They say that politics is a full-contact sport, and it looks like Facebook and its parent company, Meta, are paying a big price for Chief Executive Officer Mark Zuckerberg‘s decision to wade into the 2020 election.
Americans were shocked to learned last week that Meta shares dropped an astonishing 25% after a quarterly report became public indicating that the company’s profits plummeted by a jaw-dropping 52%. And to make matters worse for Meta, its fourth-quarter outlook is looking just as gloomy — which will close out a year that’s already seen shares nosedive 61%. This news not only has people wondering where the bottom is for Meta but also what in the world caused this slow moving train wreck to happen in the first place.
Over the past two years, Mr. Zuckerberg’s infamous $400 million spending spree in the 2020 election has received a lot of scrutiny. Citizens United’s documentary “Rigged: The Zuckerberg Funded Plot to Defeat Donald Trump” shows how Mr. Zuckerberg put his thumb on the scale to help then-candidate Joe Biden win the White House by funding what turned out to be a massive get-out-the-vote effort by Democrats in key areas around the country. Our analysis found that 92% of the largest grants — totaling $272 million —went to jurisdictions carried by President Biden.
This unprecedented amount of money was distributed by left-wing operatives not only to critical battleground states and counties, but also to heavily populated deep blue areas in order to supercharge Mr. Biden’s popular vote tally.

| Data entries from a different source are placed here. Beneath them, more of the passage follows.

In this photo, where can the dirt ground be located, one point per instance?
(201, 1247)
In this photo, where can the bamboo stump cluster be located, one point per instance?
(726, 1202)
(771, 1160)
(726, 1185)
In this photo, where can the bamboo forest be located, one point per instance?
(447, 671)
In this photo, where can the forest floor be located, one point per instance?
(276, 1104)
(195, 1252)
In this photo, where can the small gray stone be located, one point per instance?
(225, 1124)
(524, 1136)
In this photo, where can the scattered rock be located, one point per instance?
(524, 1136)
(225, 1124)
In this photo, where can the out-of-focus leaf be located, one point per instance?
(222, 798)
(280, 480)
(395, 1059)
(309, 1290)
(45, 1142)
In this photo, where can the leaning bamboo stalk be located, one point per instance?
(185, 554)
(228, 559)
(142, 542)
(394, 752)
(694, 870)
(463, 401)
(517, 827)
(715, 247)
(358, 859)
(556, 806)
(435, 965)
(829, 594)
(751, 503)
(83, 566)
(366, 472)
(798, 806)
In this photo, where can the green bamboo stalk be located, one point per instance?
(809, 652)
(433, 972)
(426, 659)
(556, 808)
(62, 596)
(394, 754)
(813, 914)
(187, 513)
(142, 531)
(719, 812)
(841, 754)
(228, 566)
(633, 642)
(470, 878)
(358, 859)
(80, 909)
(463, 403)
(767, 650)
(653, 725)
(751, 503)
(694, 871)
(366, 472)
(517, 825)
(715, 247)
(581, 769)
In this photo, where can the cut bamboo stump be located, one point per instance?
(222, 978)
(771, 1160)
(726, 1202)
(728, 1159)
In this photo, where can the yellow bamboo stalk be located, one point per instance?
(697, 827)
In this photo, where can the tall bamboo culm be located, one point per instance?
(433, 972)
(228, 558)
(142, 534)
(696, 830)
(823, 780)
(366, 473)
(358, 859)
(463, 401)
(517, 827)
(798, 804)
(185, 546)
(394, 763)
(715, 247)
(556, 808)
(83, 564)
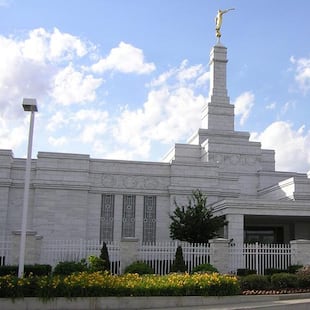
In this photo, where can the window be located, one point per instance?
(263, 234)
(107, 217)
(129, 213)
(149, 219)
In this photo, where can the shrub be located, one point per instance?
(178, 264)
(204, 268)
(271, 271)
(67, 268)
(284, 280)
(254, 282)
(293, 268)
(104, 255)
(85, 284)
(96, 264)
(303, 275)
(139, 268)
(36, 270)
(245, 272)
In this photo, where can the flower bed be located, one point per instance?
(86, 284)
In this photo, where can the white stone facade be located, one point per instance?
(73, 196)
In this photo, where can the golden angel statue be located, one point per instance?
(218, 21)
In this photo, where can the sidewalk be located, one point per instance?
(261, 302)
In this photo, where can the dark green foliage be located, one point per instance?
(35, 270)
(208, 268)
(303, 275)
(254, 282)
(104, 255)
(284, 280)
(178, 264)
(293, 268)
(139, 268)
(67, 268)
(271, 271)
(195, 222)
(245, 272)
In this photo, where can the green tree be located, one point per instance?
(195, 223)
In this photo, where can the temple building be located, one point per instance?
(73, 196)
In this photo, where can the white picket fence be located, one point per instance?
(160, 255)
(55, 251)
(260, 257)
(5, 250)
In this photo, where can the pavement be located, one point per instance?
(290, 301)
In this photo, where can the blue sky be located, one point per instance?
(126, 79)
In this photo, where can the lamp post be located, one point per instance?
(29, 105)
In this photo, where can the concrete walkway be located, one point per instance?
(293, 301)
(289, 301)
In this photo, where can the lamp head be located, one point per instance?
(30, 105)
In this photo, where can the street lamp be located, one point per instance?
(29, 105)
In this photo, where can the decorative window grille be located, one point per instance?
(107, 217)
(129, 214)
(149, 219)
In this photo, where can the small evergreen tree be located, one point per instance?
(104, 255)
(195, 223)
(178, 264)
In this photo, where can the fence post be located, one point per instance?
(219, 257)
(128, 252)
(300, 252)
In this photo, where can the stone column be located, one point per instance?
(128, 252)
(32, 248)
(219, 254)
(300, 252)
(235, 228)
(218, 113)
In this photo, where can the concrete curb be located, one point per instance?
(98, 303)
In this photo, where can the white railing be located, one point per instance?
(260, 257)
(55, 251)
(160, 255)
(5, 250)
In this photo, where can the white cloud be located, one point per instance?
(57, 121)
(292, 147)
(302, 74)
(171, 112)
(167, 116)
(5, 3)
(29, 66)
(243, 105)
(271, 106)
(124, 58)
(53, 46)
(57, 142)
(71, 86)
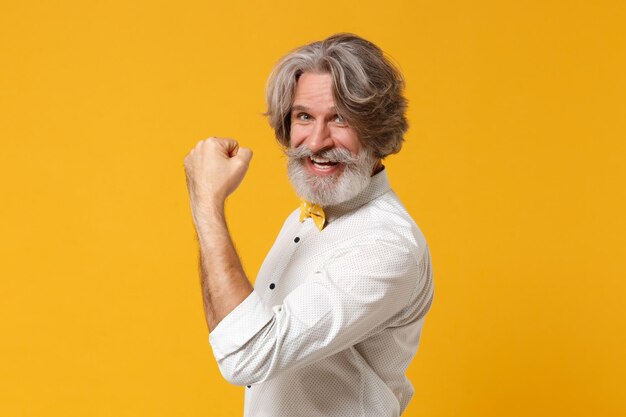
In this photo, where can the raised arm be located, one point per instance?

Mr. Zuckerberg’s team insisted until they were blue in the face that the operation was nonpartisan — even though Obama campaign manager David Plouffe was strategist in residence. However, once IRS reports became public and the money could be tracked, the lie no longer held up. Due to the hard work of many Americans around the country who have dedicated themselves to the cause of election integrity, 28 state legislatures have banned or restricted the practice of injecting private money — or “Zuckbucks,” as it has become known — into the administration of our elections.
Mr. Zuckerberg’s involvement in the 2020 election ended up backfiring horribly. By choosing to ingratiate himself with the woke left out of fear of cancel culture, Mr. Zuckerberg ended up offending 74 million Trump voters — many of whom are Facebook users and advertisers. But it wasn’t just Mr. Zuckerberg’s money helping Mr. Biden that outraged Trump voters. It was also his judgment.
Facebook’s outrageous decision to censor the Hunter Biden laptop story by falsely labeling it Russian disinformation after being tipped off by the FBI was a bridge too far. This highly targeted election interference could have very well been the difference maker in a presidential election that was decided by just 42,000 votes in three states.
Does Mr. Zuckerberg’s foray into politics during the 2020 presidential election campaign figure into Meta’s current flirtation with disaster? Of course it does. After the Supreme Court’s 2010 landmark decision for free speech in Citizens United, everyone on the left from President Barack Obama on down predicted that big corporations were going to buy our elections with untold millions of dollars and drown out the voices of everyday Americans. To this day, these dire warnings haven’t materialized for what I believe are obvious reasons. Corporate CEOs rightly prioritize profits over politics; making political expenditures is an easy way to alienate board members, upset employees and lose customers. Mr. Zuckerberg should have been paying much closer attention to how his money was being spent.
Shortly after “Rigged” was released and the Zuckbucks controversy was coming to a head, Mr. Zuckerberg announced that he wouldn’t participate in similar efforts in future elections. While this startling admission was a huge victory for Trump voters and the conservative movement, for Mr. Zuckerberg, this was just a business decision, plain and simple. Mr. Zuckerberg calculated that throwing up his hands in an attempt to stop the bleeding was the best course of action. It may have been too little, too late.
Ironically, helping propel Mr. Biden to the White House has caused economic pain for everyone — including Mr. Zuckerberg. Not only has his enormous net worth been decimated, Meta’s advertising revenue is also taking a big hit. Mr. Zuckerberg’s election spending, along with Facebook’s Orwellian censorship and the serious ongoing concerns about privacy, personal data, and the adverse impact that social media content is having on our kids may amount to a perfect storm that’s impossible to weather in the long run.
• David N. Bossie is president of Citizens United and served as deputy campaign manager of Donald J. Trump for President.